Lamia Farhani, avocate, a fondée en mai 2011 l’association Awfiya (fidèles), qui cherche à rendre justice aux familles des victimes de la révolution. Son frère Anis est tombé à vingt ans sous les balles d’un agent des Brigades de l’ordre, le 13 janvier 2011 à Tunis. Me Farhani affirme : « Il existe de nombreux cas critiques, dont certains sont devenus porteurs de maladies chroniques, suite à la négligence de la commission médicale. Une négligence qui a causé le décès de certains, dont Mohamed Hanchi, un trentenaire, mort il y a deux ans ». Elle ajoute : « Ils ont vécu dans un extrême désespoir le dénigrement de la révolution, voire son rejet, et le retour des anciens sur la scène politique et médiatique. Actuellement ils ne supportent la vie que grâce aux anti-dépresseurs ! ».
« Des programmes qui re-fragmentent l’individu »
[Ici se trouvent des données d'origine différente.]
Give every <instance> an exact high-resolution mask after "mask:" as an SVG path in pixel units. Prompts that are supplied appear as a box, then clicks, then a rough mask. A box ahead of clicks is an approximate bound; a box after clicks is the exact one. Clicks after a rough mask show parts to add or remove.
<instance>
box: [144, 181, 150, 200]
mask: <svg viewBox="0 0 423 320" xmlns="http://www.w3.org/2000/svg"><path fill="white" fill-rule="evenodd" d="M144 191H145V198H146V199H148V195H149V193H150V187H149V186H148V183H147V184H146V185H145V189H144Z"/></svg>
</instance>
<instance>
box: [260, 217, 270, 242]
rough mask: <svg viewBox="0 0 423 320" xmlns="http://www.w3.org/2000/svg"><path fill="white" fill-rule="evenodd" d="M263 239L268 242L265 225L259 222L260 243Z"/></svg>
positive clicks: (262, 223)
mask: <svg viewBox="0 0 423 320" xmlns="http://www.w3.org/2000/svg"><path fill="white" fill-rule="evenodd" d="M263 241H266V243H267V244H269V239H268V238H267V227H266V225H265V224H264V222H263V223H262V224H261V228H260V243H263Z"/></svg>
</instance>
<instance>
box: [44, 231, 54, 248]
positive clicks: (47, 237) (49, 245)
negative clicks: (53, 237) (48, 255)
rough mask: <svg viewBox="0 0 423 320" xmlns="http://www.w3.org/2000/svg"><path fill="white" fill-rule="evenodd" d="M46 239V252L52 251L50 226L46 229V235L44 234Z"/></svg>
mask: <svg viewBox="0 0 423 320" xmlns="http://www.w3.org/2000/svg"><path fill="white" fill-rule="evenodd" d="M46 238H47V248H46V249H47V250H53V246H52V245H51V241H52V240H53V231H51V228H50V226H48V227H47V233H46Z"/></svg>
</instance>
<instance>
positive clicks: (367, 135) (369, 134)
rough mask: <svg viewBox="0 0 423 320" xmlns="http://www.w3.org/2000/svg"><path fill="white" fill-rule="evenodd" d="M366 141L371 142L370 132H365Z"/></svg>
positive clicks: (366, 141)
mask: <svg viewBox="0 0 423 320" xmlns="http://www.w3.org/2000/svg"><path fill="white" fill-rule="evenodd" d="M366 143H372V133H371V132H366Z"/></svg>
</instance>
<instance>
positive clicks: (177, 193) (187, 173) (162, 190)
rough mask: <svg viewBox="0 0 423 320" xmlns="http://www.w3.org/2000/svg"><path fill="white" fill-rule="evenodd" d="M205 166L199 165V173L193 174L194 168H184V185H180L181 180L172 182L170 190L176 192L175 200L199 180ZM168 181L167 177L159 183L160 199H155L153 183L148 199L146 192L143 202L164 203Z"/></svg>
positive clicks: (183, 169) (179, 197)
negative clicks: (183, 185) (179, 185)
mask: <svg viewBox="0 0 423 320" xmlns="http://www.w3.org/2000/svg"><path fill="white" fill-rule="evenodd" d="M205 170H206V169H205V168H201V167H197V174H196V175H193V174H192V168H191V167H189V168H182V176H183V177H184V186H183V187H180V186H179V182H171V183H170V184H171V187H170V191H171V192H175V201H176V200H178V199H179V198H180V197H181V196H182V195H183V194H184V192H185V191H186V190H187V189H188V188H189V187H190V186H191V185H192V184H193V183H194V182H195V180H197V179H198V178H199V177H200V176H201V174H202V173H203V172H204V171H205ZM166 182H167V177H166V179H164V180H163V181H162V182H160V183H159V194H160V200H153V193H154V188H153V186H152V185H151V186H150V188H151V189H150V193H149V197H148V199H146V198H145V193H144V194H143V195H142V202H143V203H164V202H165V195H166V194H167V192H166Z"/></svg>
Rym Ben Smail est universitaire et psychologue. Elle a suivi une centaine de cas des victimes de la dictature dans le cadre du Centre Sanad (Soutien), une structure d’appui aux rescapés de la torture lancée depuis 2012 par l’OMCT à Tunis, le Kef et Sidi Bouzid. La manière dont ils sont pris en charge, selon elle, « re-fragmente l’individu plus qu’elle ne reconstitue sa personne et ne colmate ses blessures ». « Si la prise en charge n’est pas interdisciplinaire, coordonnée, il y a risque d’écartèlement psychologique de l’individu en souffrance. C’est pour cela que tout programme de réhabilitation doit avoir un chef de file, pour garantir sa cohérence et cibler toutes les dimensions de la personne, à savoir le social, le médical, le professionnel, l’affectif, le familial… », ajoute-t-elle.
Les victimes viennent en premier, dit-elle, pour demander une assistance juridique. Or, c’est la stabilisation psychologique grâce à la thérapie qui va leur permettre de verbaliser leurs traumatismes, de patienter jusqu’à l’avancement de leur affaire dans les tribunaux et d’avancer sur le plan social et professionnel. Ben Smail a pu observer que des victimes ayant reçu un travail ou une indemnisation sans être passés par une réhabilitation globale ont vu leur mal augmenter.
Lorsqu’une violation non reconnue s’hérite de père en fils
De quoi souffrent les victimes, sur le plan psychique ? « D’atteintes narcissiques, quand elles ont gardé pendant des années des blessures et des secrets qu’elles ont été incapables d’élaborer, de certains troubles psychiatriques sévères, de dépressions, d’idées suicidaires », répond la thérapeute.
Il y a beaucoup de résilients parmi les anciennes victimes, ajoute-t-elle, qui ont pu s’en sortir à la faveur d’un soutien familial, d’une reconnaissance sociale, d’une thérapie bien menée, d’un engagement collectif pour une cause donnée. Beaucoup d’anciens prisonniers politiques de gauche semblent avoir dépassé leurs traumas. Leur implication effective dans la vie politique, associative, artistique et intellectuelle les a beaucoup aidés à retrouver une certaine stabilité psychique.
Mais ce qui inquiète le plus Ben Smail, c’est l’impact trans-générationnel : « J’ai vu des enfants, qui étaient très jeunes lors de l’arrestation du père, se mettre à porter son fardeau et à se sentir persécutés au moment de la révolution. J’ai vu un père, un ancien fellaga de Tajarouine, dans le sud du pays, me raconter en regardant les montagnes comment son fils est parti dans ces montagnes vers la Libye combattre dans les rangs de Daech car quelque part, lui, militant contre la colonisation a été renié par le pouvoir. Le fils a refait le chemin du père et a été tué sur le champ de bataille ».
Des cicatrices mal pansées et une violation non reconnue par des excuses officielles mènent, selon la thérapeute, à la perpétuation de la colère. « Le sentiment d’injustice se transmet même quand on s’évertue à le cacher ! », alerte Ben Smail.